The natural history of any H5-based pandemic strain will not be known until it emerges, so we used parameter estimates for current human influenza subtypes, and used sensitivity analyses to investigate what effect deviation from these estimates would have on policy effectiveness (see Supplementary Information). The mean ± s.d. of the incubation period distribution was estimated as 1.48 ± 0.47 days, on the basis of data from a multiple-exposure event occurring on an aeroplane31.

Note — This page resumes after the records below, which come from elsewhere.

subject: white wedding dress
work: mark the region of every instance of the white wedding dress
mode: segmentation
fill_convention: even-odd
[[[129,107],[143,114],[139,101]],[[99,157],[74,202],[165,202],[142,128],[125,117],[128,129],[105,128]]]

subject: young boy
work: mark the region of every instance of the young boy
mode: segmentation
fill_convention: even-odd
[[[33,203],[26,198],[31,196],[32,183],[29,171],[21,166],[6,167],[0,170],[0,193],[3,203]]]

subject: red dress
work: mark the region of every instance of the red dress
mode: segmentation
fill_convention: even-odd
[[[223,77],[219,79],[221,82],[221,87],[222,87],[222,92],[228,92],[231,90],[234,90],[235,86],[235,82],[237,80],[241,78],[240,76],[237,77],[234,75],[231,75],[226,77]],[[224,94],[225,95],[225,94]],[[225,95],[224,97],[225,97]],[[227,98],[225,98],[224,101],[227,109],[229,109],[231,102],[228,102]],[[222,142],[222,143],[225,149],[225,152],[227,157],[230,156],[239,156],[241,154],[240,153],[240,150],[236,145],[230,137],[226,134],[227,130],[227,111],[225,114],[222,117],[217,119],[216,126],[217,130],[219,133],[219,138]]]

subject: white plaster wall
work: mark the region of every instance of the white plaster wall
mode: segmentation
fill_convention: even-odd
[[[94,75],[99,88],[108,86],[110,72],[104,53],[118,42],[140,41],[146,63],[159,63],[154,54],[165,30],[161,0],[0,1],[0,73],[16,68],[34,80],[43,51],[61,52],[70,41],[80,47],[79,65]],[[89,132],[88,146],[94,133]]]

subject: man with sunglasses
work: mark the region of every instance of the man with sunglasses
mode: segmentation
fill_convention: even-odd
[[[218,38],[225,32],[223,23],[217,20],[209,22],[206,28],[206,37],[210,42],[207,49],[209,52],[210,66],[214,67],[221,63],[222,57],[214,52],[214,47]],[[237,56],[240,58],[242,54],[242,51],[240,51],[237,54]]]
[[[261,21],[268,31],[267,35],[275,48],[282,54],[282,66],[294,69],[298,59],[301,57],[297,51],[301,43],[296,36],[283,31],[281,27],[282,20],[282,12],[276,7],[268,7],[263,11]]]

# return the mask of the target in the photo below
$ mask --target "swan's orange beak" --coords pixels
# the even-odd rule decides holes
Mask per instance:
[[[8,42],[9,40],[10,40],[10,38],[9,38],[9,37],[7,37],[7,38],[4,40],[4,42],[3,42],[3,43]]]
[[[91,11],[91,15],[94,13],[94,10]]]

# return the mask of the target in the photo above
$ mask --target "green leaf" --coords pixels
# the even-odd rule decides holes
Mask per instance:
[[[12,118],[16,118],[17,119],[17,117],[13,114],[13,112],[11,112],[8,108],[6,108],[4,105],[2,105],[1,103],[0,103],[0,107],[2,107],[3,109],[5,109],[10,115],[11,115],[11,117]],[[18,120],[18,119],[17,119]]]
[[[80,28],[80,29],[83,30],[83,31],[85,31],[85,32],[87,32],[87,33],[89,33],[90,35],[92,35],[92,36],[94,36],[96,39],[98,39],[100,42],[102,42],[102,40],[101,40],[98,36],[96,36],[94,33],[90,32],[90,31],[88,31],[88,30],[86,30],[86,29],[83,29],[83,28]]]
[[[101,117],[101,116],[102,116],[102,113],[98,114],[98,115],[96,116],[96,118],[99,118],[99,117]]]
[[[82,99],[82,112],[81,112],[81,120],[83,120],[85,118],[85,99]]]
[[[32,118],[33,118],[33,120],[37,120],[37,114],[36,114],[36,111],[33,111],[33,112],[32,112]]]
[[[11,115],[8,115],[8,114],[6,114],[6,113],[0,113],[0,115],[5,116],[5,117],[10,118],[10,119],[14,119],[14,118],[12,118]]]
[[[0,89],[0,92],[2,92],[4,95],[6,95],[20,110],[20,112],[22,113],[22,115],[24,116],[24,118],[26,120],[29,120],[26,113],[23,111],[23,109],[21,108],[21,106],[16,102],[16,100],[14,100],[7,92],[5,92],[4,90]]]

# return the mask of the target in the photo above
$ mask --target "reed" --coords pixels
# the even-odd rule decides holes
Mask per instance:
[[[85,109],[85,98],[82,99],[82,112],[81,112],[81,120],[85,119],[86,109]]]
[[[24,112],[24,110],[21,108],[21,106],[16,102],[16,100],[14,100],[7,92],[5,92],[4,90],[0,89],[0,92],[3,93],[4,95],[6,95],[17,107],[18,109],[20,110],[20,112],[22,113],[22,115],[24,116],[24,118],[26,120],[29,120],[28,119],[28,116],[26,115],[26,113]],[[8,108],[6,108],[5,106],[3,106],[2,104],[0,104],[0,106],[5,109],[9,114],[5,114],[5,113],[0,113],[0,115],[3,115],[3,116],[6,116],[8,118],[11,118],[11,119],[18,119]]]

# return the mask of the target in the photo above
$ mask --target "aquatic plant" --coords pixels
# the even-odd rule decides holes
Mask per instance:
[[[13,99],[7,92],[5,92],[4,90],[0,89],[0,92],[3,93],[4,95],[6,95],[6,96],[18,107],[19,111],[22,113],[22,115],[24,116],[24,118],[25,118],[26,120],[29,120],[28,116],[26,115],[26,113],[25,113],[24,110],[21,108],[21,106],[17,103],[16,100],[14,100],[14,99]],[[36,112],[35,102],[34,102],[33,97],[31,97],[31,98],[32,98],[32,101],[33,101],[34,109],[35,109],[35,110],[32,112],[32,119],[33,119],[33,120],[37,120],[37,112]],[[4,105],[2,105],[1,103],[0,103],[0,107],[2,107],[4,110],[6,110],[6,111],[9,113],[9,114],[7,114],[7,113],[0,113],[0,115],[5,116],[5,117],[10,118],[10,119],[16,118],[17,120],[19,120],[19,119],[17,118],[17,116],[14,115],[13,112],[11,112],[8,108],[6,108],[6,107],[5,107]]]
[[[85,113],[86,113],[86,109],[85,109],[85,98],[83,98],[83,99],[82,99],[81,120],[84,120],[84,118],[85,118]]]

We adopt a more biologically realistic approach than most previous modelling studies (but see ref. 32), and rather than assuming that infectiousness is constant from the end of the latent period until recovery, we model it as a function, κ(T) (assumed normalized), depending on the time elapsed from the end of the latent period. The generation time, Tg, is given by the mean latent period plus ∫0(T)dT. Experimental infection data33 indicate the start of symptoms to be coincident with a sharp increase in viral shedding, so we assume that infectiousness starts at the end of the incubation period. We further assume a 0.25-day delay from when symptoms start to when diagnosis or healthcare-seeking behaviour is likely. We used bayesian methods (see Supplementary Information) to estimate κ(T) from data collected in a recent household study of respiratory disease incidence34,35. Combined with the estimated incubation period distribution, this gives the profile of infectiousness shown in Fig. 1g. Tg is estimated as 2.6 days (95% credible interval: 2.1–3.0), which is shorter than previously assumed (but see ref. 36).

Transmission model

The model is a stochastic, spatially structured, individual-based discrete time simulation. Individuals are co-located in households, with households being constructed to reflect typical generational structure while matching empirical distributions of age structure and household size for Thailand (Fig. 1b, c). Households are randomly distributed in the modelled geographic region, with a local density determined by the Landscan data24. In any time-step of ΔT = 0.25 days, a susceptible individual i has probability 1 - exp(- λiΔT) of being infected, where λi is the instantaneous infection risk for individual i. Infection risk comes from 3 sources: (1) household, (2) place, and (3) random contacts in the community. The last of these depends on distance, representing random contacts associated with movements and travel, and is the only means by which infection can cross national borders. Analysis of household infection data (see Supplementary Information), gave a within-household R0 of 0.6 and an overall R0 of 1.8. We partition non-household transmission to give levels of within-place transmission comparable with household transmission (that is, R0 ≈ 0.6) and to qualitatively match 1957 influenza pandemic age-specific attack rates. When varying R0, the relative proportions of household, place and community transmission were kept fixed. Full model details are given in the Supplementary Information.

Antiviral drug action

We use recent statistically rigorous estimates of antiviral efficacy37, but these are broadly consistent with previous estimates22. Prophylaxis of uninfected individuals is assumed to reduce susceptibility to infection by 30%, reduce infectiousness if infection occurs by 60%, and reduce the probability of clinically recognizable symptoms by 65% (ref. 37). In theory, blanket prophylaxis of a population should be able to contain a pandemic with an R0 of 1/[(1 - 0.6)(1 - 0.3)], or approximately 3.6. Treatment of a symptomatic case is assumed to reduce infectiousness by 60% from when treatment is initiated. Overall, for the parameter values used here, antiviral treatment of a symptomatic case can reduce total infectiousness throughout the course of infection by a maximum of 28%.